In an area of Outstanding Natural Beauty, just 8 miles from Stratford-upon-Avon, the farm is an ideal base from which to explore the surrounding picturesque Cotswold towns and pretty honey-coloured hamlets. You are free to explore the 300 acre farm which now belongs to the National Trust, as does the neighbouring Hidcote Manor with their renowned landscaped gardens designed by Lawrence Johnson. It was the first property acquired by the Trust, gifted by Lawrence on his death in 1948 in order to preserve the magical set of room-like gardens which now welcome over 140,000 visitors a year. Feather Down guests are free to visit as many times as they wish during their stay and a voucher can be found inside the welcome pack.
That night the wind howled outside, lashing our tent and convincing me that a bird had managed to find its way in. A thorough inspection with my chap’s torch was the only way to convince me otherwise. After that I slept like a log, only to awake to a bright but chilly autumn morning. We vastly underestimated the time it would take to light the fire, bring the stove up to temperature and boil the kettle, never mind cook sausages, bacon and eggs, all of which we prepared whilst wearing coats and scarves. The patience required during such an operation certainly makes you incredibly hungry and very appreciative of something warm and tasty.
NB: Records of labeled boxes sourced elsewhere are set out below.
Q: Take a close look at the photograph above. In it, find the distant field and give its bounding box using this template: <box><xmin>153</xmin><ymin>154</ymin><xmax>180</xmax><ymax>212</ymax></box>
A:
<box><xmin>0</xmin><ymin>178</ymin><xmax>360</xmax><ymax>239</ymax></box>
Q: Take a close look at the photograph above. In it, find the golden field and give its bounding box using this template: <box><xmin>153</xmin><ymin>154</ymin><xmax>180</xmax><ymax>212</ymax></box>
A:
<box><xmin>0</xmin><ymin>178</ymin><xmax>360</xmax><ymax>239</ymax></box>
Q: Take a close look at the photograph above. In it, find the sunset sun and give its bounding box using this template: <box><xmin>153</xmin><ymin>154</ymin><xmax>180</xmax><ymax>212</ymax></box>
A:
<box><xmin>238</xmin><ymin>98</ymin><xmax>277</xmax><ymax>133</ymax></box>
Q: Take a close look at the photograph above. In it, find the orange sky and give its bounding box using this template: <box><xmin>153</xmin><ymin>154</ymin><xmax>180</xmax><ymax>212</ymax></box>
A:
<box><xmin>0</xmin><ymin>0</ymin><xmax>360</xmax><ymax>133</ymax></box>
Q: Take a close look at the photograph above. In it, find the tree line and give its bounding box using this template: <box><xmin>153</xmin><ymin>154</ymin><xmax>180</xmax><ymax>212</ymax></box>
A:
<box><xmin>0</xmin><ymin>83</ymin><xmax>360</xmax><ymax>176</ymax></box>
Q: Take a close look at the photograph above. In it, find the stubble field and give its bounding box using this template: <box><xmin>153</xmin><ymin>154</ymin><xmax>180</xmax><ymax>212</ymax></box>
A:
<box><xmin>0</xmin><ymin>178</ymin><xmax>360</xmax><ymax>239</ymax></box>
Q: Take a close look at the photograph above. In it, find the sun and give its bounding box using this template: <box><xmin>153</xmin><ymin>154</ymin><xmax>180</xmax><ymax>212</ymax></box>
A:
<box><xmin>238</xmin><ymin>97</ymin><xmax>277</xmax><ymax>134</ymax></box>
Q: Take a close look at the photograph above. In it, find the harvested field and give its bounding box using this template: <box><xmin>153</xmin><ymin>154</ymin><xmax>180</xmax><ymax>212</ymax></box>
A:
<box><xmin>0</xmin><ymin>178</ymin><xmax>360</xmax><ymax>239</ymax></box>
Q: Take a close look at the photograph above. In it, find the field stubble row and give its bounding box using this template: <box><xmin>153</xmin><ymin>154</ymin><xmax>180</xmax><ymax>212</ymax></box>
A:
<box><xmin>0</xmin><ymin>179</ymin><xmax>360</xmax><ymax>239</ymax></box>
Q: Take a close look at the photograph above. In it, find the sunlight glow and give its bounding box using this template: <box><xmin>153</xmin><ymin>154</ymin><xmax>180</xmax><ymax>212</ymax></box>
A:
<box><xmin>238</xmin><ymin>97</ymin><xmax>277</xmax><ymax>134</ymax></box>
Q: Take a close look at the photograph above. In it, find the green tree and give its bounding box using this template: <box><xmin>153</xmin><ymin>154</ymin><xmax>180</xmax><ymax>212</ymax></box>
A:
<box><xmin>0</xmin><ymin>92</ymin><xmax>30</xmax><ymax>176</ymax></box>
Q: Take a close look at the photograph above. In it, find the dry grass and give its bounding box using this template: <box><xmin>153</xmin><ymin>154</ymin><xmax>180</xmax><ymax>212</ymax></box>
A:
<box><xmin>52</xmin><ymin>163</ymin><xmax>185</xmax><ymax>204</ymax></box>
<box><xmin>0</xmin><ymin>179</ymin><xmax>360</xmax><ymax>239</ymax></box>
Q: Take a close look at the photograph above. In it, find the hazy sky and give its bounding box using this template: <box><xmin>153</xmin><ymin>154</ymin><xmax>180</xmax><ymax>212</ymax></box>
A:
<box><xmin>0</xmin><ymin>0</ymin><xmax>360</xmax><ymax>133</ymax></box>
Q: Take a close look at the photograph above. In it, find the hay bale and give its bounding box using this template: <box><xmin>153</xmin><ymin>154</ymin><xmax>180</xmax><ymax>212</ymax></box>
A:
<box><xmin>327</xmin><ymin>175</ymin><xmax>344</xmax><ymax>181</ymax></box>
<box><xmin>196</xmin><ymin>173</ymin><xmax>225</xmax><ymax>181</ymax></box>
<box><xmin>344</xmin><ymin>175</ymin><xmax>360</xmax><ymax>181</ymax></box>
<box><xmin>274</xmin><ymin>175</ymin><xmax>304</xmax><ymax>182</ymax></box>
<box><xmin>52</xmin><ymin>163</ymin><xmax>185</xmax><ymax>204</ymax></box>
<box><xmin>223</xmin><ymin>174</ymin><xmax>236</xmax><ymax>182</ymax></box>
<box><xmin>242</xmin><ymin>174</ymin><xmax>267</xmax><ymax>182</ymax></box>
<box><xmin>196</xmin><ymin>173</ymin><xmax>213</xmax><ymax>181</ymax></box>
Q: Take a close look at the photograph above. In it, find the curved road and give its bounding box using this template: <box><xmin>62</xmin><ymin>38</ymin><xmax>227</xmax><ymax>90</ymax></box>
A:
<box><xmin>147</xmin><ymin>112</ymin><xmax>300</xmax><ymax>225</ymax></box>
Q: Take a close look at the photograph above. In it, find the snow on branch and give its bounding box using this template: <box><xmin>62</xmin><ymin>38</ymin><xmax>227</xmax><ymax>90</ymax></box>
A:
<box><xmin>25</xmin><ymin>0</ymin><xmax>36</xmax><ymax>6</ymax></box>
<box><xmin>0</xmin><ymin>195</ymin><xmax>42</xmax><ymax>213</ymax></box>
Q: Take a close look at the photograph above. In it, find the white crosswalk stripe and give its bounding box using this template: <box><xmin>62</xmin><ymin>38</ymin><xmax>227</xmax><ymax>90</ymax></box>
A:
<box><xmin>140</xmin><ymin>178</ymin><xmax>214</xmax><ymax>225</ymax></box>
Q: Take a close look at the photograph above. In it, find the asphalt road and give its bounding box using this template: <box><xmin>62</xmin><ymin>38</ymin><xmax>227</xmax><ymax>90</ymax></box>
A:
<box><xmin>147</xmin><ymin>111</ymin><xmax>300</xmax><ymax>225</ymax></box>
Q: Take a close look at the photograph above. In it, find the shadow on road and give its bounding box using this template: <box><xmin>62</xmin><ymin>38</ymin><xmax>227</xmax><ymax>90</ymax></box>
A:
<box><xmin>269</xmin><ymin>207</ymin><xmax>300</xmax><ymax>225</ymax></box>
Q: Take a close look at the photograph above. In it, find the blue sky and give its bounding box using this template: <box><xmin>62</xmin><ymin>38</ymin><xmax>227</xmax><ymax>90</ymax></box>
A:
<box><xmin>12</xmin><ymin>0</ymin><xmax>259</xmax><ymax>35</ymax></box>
Walking hand in hand along the lane, we spent what was left of the morning exploring the exquisite gardens of Hidcote Manor, considered one of the finest in Britain, and reminiscent of Frances Hodgson Burnett’s The Secret Garden; ‘if you look the right way, you can see that the whole world is a garden.’ We later visited the charming towns of Chipping Campden, Stow-on-the-Wold and Broadway, known as ‘the jewel of the Cotswolds’ and where we poked about in delightfully musty antiques shops and partook of scones and clotted cream at Tisane’s tea room.
I’d be reluctant to use the word ‘luxury’ when describing Feather Down; a communal shower block certainly isn’t my idea of it. But even I, a girl who enjoys the finer things in life, couldn’t help finding satisfaction in returning, however briefly, to a simpler life. Plenty of fresh air and no phones, computers or televisions; we didn’t even bring a radio. Instead we listened to the birds, the rustling trees and the sheep bleating in the field – it was heaven.